On the phone with MHP about the helicopter, Ashley was listening as his men made their move.

"I heard the command of, 'Show me your hands,' he said. "I'm on the phone with MHP, and I say, 'Hold up, we've got him,' then the call comes in that he's under arrest."

Gilliland said in a release that on May 11, 1976, Guillotte's body was found on a private oilfield road. He was naked and had multiple stab wounds and lacerations on his head, neck and torso.

Guillotte had last been seen leaving a bar in the Montrose area of Houston around 1 a.m. Harris County authorities spoke to witnesses and pulled in the Houston Police Department and the Texas Rangers. After "exhaustive work" by Harris County's homicide division, the case went cold.

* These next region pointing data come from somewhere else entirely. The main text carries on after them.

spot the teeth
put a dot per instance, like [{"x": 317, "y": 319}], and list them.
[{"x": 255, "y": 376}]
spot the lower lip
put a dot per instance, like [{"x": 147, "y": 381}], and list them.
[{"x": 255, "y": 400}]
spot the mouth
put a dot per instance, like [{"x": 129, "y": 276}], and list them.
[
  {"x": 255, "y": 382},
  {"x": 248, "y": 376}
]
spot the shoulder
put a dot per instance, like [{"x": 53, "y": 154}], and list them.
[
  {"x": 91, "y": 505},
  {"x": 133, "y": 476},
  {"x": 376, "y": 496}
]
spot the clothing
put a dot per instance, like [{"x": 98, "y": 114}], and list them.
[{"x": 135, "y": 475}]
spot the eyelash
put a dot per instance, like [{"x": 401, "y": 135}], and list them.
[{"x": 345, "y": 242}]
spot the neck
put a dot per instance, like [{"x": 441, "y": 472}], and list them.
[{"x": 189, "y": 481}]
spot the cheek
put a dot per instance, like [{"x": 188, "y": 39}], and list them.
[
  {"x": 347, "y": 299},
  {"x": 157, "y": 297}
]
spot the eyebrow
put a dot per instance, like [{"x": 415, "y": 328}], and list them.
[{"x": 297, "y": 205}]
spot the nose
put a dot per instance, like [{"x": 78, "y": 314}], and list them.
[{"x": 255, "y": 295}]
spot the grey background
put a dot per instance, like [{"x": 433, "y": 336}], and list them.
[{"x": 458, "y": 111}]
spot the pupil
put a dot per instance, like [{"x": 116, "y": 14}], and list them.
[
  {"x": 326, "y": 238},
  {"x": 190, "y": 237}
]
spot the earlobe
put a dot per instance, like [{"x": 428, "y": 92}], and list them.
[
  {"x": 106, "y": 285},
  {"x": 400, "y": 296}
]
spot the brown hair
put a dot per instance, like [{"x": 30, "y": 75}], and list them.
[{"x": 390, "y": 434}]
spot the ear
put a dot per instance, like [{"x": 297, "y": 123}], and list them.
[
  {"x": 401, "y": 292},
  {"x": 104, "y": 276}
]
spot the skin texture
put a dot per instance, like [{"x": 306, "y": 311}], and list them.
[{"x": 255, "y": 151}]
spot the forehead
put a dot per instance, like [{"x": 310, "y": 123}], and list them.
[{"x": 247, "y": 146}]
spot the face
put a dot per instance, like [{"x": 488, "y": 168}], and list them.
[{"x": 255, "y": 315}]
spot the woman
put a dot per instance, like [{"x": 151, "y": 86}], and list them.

US Marshals, Wayne County Deputies, and MDWFP officers found a suspect from a 40-year-old Texas cold case in a pup tent in a heavily wooded area this morning.

In July 2014, the Cold Case Unit opened the case and the investigation turned up physical evidence recovered at autopsy that linked Edds to the case. They found that Edds had lived close to the crime scene at the time of the homicide. When they interviewed him this year, Edds denied knowing Guillotte, ever having been at the crime scene, or even knowing about the death. He wasn't able to answer authorities' questions about why there would be physical evidence tying him to the case.

Further investigation revealed that Edds had been charged in 1977 for assaulting a different man with a knife after leaving a Montrose bar. That, authorities said, is in addition to his lengthy criminal history that included homicide, burglary, robbery and various drug, alcohol, weapons charges among other violations.

The underlying question is why Edds came to Mississippi.  Authorities said he has family in Waynesboro.

"We had somewhere to start. We had knowledge that he might be familiar with the area," Gilliland said.

Authorities found Edds when they located a vehicle that turned out to be his. He was camping in a pup tent about 1,000 yards from the car. Ashley said it's unlikely that Edds just happened upon the spot.

Back in his days as a game warden, Ashley said, he remembers people from Texas camping in that area.

"I want to think he's been to this deer camp," Ashley said. "When I pulled up, I told the marshals he had to have been involved in this deer camp. There's no doubt he didn't just pull up there. He's been there before."